America's Golden Calf Moment | Carl E. Olson | CWR Editorial
Led by the murky metaphysics of Judge Anthony Kennedy, the U.S. plunges ever deeper into the dictatorship of relativism
“There is no true liberty except the liberty of the happy who cleave to the eternal law.” — St. Augustine, On Freewill
“Conservative commentator, and Blaze contributor, S.E. Cupp broke down on-air Friday after the Supreme Court decided in favor of same-sex marriage. Cupp was overjoyed, and said Republicans have to accept gay marriage or risk becoming 'relics.'” — The Blaze, June 26, 2015
I.
The great division in modern politics, argued Russell Kirk in The Politics of Prudence, “is not between totalitarians on the one hand and liberals (or libertarians) on the other; instead, it lies between all those who believe in a transcendent moral order, on the one side, and on the other side all those who mistake our ephemeral existence as individuals for the be-all and end-all.”

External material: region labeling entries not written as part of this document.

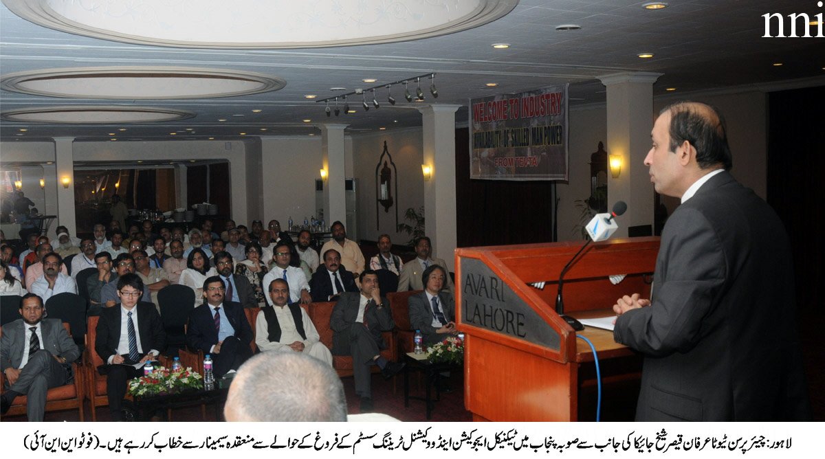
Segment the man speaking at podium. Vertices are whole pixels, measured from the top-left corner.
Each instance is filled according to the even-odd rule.
[[[650,180],[681,204],[662,233],[651,299],[613,306],[616,342],[645,356],[636,419],[809,419],[782,222],[728,172],[714,108],[670,105],[651,138]]]

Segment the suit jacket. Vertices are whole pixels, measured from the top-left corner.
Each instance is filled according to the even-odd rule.
[[[793,285],[773,209],[711,177],[667,219],[652,305],[615,323],[645,355],[637,420],[808,419]]]
[[[29,347],[26,340],[26,329],[29,324],[17,319],[2,327],[2,339],[0,340],[0,372],[6,368],[20,368],[23,361],[23,352]],[[66,358],[67,363],[74,362],[80,356],[78,344],[66,333],[59,319],[43,319],[40,321],[40,335],[43,342],[40,349],[46,349],[52,355]]]
[[[252,329],[249,326],[249,321],[243,313],[241,303],[224,301],[220,311],[229,321],[232,328],[235,329],[234,336],[242,344],[248,346],[252,340]],[[209,354],[212,346],[217,344],[218,331],[214,330],[212,308],[205,302],[189,312],[186,345],[191,349],[200,349]]]
[[[455,300],[449,292],[438,293],[438,303],[448,322],[455,321]],[[410,326],[420,330],[425,340],[428,335],[436,335],[436,328],[432,326],[432,305],[427,299],[427,292],[412,295],[408,300],[409,305]]]
[[[431,258],[433,264],[438,265],[446,271],[447,279],[444,282],[444,289],[452,293],[455,290],[453,280],[450,278],[450,269],[447,263],[441,258]],[[398,274],[398,292],[407,292],[408,290],[423,290],[424,284],[421,282],[421,275],[424,273],[424,268],[421,262],[415,258],[401,267],[401,273]]]
[[[359,291],[352,273],[344,269],[342,266],[338,268],[338,275],[341,277],[341,283],[343,285],[345,292],[357,293]],[[332,279],[329,279],[329,271],[323,265],[318,267],[318,270],[309,279],[309,289],[313,302],[329,301],[329,296],[332,294]]]
[[[97,333],[95,338],[95,352],[101,356],[106,363],[109,357],[117,352],[120,342],[120,303],[111,307],[104,307],[101,311],[97,321]],[[138,335],[140,336],[140,345],[144,354],[152,349],[158,352],[166,349],[166,332],[163,331],[163,323],[154,305],[150,302],[140,302],[132,310],[138,315]],[[126,333],[126,330],[122,330]],[[141,356],[142,357],[142,356]]]
[[[361,292],[344,292],[332,308],[329,317],[329,327],[332,329],[332,354],[335,355],[350,354],[350,327],[356,323],[358,317],[358,307],[361,304]],[[389,331],[395,327],[393,313],[389,309],[387,298],[381,298],[383,307],[378,308],[374,302],[370,300],[364,320],[370,324],[370,333],[380,349],[387,349],[386,343],[381,336],[381,331]]]

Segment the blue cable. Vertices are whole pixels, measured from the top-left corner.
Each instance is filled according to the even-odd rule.
[[[599,396],[596,402],[596,422],[599,422],[599,419],[601,417],[601,372],[599,370],[599,356],[596,354],[596,346],[593,345],[593,343],[590,340],[578,334],[576,335],[576,337],[584,340],[590,345],[590,349],[593,351],[593,362],[596,363],[596,383],[599,392]]]

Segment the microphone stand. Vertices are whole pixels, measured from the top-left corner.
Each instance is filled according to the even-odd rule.
[[[562,286],[564,283],[564,274],[567,274],[568,269],[570,269],[570,266],[573,265],[573,262],[575,261],[577,258],[578,258],[578,255],[579,254],[582,253],[582,251],[583,251],[584,248],[589,246],[590,243],[593,240],[588,237],[587,241],[585,242],[583,246],[582,246],[582,248],[579,249],[578,252],[576,252],[576,255],[573,255],[573,258],[570,259],[570,261],[568,261],[568,264],[564,265],[564,268],[562,269],[562,273],[559,274],[559,294],[556,295],[556,313],[559,314],[561,316],[561,318],[563,319],[564,321],[566,321],[568,325],[573,327],[573,329],[575,330],[576,331],[581,331],[584,330],[584,326],[582,326],[582,323],[577,321],[576,319],[573,319],[569,316],[564,315],[564,300],[562,299]]]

There is, however, a third possibility—although it is, in fact, just a devilish riff on the latter, liberal stance: the belief that the language of the transcendent moral order can be conveniently applied, like a sort of cheap and convenient paint, over the relativistic “order” that now, in so many ways, dominates the United States. It is a sort of metaphysics, but without any cohesive understanding of first things or vision of the transcendent order, something like an arrogant man awkwardly holding a hammer and saw and claiming to be “a carpenter,” but with little or no idea how to build—or even why to build.
Justice Anthony Kennedy is one such carpenter, having written the now infamous and risible line (in 1992, in “Planned Parenthood vs. Casey”): “At the heart of liberty is the right to define one’s own concept of existence, of meaning, of the universe, and of the mystery of human life.” In “Obergefell v. Hodges”, sent down yesterday from the enlightened mountaintops of the same blind but liberty-loving universe, Kennedy deigned to explain to us somnolent citizens the ways of the cosmos and, secondarily, the court:
It is demeaning to lock same-sex couples out of a central institution of the Nation’s society, for they too may aspire to the transcendent purposes of marriage. The limitation of marriage to opposite-sex couples may long have seemed natural and just, but its inconsistency with the central meaning of the fundamental right to marry is now manifest.
This aspiration to transcendence via marriage is apparently important to Kennedy, for he repeats it: “Same-sex couples, too, may aspire to the transcendent purposes of marriage and seek fulfillment in its highest meaning.” This builds on his earlier assertion that “the annals of human history reveal the transcendent importance of marriage. … Marriage is sacred to those who live by their religions and offers unique fulfillment to those who find meaning in the secular realm. Its dynamic allows two people to find a life that could not be found alone, for a marriage becomes greater than just the two persons. Rising from the most basic human needs, marriage is essential to our most profound hopes and aspirations.”
And what are those hopes and aspirations?